New role takes bug fight to the farm gate
The industry body representing Australia’s vegetable growers has taken steps to protect its crop.
Ausveg and Plant Health Australia (PHA) have used the levy raised from farmers around the country to appoint an officer in charge of biosecurity, who will work directly with growers to make sure they get the maximum yield.
Australia’s remoteness is both a benefit and a hazard when it comes to biosecurity. Our disconnection means the country is less likely to have contact with bugs and diseases that plague other nations, but when something does make it to our shores the pristine Australian ecosystem is often ill-equipped and easily damaged.
Protecting the industry that could one day feed a starving planet will be the main role of the newly-appointed officer, Mr Dean Schrieke. Ausveg says the role is part of a two and a half year program to improve biosecurity management and preparedness.
According to Ausveg CEO Richard Mulcahy, the engagement of a dedicated officer signals how seriously the industry takes threats to its livelihood.
“This program aims to boost on-farm biosecurity by raising awareness among growers of the priority pest threats to the vegetable and potato industries and increasing the use of the best biosecurity practices on-farm,” he said.
Mr Mulcahy says a few new protocols may be all some farms need.

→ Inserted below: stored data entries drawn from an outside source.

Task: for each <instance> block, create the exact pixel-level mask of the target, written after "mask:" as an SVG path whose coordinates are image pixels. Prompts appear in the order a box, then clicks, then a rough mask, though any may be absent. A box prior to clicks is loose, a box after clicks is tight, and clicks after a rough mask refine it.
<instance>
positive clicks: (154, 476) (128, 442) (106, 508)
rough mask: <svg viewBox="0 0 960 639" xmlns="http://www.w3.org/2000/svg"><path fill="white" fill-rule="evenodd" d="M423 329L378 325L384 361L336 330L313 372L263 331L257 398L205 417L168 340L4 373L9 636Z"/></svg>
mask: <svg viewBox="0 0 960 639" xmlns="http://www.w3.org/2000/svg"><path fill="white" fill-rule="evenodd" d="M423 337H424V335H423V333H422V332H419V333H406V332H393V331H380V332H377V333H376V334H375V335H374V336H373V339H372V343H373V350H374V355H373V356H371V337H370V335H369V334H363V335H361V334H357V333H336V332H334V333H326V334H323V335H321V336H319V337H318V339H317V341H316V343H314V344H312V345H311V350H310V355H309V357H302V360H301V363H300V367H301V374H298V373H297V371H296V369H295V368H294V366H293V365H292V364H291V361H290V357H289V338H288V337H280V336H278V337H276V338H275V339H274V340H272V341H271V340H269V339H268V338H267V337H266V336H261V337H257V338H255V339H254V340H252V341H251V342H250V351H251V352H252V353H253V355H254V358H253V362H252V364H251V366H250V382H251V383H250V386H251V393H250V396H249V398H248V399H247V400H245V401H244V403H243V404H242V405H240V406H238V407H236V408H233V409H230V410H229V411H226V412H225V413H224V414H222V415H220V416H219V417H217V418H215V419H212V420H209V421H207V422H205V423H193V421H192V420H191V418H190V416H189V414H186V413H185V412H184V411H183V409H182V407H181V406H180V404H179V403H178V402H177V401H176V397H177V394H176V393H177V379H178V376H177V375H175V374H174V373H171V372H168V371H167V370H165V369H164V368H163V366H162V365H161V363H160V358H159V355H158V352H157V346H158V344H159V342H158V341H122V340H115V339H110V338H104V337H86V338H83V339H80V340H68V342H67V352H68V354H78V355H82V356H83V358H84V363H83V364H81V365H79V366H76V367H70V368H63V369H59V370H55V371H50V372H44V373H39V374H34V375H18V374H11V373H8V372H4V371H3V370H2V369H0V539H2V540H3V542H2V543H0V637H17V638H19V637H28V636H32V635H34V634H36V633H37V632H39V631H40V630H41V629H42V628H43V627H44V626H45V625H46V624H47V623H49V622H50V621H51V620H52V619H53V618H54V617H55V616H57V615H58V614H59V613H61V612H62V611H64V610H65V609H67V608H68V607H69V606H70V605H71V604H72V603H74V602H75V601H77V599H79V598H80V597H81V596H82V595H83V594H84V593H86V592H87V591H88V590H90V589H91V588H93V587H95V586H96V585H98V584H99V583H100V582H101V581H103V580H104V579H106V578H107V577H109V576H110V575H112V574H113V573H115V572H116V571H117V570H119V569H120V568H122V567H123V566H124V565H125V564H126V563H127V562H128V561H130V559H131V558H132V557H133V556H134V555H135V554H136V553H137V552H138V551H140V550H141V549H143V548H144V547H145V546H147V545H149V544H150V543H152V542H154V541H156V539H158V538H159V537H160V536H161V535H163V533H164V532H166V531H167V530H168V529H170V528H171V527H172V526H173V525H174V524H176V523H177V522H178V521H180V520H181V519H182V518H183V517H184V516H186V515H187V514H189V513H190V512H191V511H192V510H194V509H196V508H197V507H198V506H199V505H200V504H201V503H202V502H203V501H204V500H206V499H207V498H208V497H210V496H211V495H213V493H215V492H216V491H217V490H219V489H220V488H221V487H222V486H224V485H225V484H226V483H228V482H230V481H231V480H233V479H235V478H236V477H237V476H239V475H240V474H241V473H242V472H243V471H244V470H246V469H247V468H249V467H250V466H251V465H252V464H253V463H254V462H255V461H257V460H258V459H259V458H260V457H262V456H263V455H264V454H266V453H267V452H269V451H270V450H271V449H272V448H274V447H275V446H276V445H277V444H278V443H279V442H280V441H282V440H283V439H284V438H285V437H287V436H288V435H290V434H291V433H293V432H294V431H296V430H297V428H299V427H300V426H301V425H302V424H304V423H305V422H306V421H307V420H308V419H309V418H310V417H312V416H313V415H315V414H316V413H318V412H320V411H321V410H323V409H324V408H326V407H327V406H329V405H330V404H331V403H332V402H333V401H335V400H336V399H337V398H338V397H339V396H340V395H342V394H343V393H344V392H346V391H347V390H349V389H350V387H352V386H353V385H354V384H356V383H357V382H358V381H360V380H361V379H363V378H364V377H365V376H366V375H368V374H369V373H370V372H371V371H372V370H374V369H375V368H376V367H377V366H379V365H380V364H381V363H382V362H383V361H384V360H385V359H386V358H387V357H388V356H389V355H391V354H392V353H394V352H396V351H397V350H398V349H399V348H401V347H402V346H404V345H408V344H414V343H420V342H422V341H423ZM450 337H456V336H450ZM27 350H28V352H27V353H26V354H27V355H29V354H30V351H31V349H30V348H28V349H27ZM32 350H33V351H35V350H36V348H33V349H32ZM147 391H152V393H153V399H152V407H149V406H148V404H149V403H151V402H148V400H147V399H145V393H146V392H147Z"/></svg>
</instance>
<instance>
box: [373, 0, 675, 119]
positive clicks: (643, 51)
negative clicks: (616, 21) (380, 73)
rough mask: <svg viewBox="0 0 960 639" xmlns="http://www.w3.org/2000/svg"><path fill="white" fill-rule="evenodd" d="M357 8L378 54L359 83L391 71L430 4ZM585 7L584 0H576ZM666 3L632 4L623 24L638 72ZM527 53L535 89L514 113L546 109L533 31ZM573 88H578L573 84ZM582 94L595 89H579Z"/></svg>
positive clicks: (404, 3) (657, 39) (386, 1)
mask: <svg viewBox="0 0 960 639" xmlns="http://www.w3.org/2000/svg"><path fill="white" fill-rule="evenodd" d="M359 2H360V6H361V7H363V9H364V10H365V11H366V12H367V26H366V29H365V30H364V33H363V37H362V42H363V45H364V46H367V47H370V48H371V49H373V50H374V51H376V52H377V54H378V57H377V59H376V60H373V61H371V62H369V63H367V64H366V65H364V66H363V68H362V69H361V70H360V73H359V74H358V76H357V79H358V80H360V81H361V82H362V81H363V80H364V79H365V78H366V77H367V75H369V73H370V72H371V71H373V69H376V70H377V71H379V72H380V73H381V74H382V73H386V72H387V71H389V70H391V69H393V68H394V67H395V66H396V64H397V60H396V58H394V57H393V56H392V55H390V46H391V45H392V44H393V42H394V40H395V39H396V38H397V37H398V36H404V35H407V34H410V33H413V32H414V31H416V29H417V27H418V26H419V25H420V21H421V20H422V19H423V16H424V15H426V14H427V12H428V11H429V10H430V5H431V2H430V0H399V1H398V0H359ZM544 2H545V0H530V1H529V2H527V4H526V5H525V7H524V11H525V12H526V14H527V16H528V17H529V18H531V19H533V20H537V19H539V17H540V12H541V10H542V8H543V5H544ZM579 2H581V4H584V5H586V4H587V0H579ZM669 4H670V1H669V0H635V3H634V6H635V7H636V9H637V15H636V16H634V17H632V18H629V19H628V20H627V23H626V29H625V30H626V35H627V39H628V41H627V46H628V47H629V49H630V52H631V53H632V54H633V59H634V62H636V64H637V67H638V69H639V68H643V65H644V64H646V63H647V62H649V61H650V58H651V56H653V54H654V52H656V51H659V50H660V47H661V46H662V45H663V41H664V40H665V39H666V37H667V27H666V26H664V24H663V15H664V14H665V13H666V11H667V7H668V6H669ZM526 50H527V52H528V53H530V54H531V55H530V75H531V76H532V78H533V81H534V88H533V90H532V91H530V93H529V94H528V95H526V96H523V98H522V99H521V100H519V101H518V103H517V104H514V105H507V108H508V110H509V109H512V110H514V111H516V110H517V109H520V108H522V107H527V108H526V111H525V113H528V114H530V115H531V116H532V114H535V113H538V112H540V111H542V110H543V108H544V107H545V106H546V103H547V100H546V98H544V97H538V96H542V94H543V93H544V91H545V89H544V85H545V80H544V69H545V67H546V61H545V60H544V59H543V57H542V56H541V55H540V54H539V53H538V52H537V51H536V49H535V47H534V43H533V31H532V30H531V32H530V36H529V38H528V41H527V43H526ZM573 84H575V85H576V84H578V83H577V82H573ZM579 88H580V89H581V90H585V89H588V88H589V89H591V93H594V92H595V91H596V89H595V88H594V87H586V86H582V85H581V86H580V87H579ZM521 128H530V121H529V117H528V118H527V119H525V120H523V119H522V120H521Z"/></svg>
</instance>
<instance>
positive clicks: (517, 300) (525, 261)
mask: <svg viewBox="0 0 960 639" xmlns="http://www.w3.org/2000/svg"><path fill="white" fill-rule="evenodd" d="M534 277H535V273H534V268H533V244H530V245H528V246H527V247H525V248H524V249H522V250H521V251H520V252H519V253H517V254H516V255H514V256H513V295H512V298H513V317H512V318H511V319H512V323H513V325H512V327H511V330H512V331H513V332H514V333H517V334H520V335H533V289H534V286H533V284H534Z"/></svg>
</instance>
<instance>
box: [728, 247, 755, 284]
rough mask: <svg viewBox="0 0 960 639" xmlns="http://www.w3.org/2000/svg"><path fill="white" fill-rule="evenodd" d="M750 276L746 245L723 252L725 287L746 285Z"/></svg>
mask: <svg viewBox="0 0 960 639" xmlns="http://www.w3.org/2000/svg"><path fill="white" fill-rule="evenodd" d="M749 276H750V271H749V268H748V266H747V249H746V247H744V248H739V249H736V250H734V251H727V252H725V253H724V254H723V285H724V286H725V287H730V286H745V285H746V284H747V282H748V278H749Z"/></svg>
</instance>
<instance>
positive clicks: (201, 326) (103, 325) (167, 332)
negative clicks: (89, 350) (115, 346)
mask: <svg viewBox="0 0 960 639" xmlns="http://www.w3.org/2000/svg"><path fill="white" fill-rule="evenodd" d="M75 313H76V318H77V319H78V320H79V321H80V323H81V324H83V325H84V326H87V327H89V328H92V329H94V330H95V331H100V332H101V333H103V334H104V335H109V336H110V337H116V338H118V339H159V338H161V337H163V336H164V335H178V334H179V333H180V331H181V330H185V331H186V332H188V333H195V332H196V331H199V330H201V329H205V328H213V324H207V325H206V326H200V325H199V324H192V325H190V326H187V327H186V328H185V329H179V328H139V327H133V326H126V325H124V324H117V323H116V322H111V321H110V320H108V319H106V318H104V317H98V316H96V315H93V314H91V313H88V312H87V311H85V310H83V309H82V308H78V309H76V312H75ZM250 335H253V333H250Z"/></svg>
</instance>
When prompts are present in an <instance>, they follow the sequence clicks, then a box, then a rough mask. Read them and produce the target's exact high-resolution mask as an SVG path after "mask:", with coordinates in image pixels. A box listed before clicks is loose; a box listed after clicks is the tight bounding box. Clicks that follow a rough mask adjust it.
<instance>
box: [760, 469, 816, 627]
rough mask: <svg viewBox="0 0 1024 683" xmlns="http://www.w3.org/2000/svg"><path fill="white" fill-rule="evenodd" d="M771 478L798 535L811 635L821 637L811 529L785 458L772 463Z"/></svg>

“Key on-farm biosecurity practices include restricting access of visitors to reduce the risk of introducing new pests and maintaining good farm hygiene.
“These are simple and inexpensive practices that provide a great deal of protection from pests for individual farms and for the industry.”
Greg Fraser, Executive Director and CEO of PHA, says the program hopes to help through education as well.
“In addition to promoting good on-farm biosecurity practices, the program will ensure that growers know about the exotic pests that we most want to keep out of Australia, such as the Tomato-potato psyllid,” he said.
“That’s important because should one of these potentially devastating pests get through border controls it’s essential that we find out quickly to give the best chance of eradicating it.”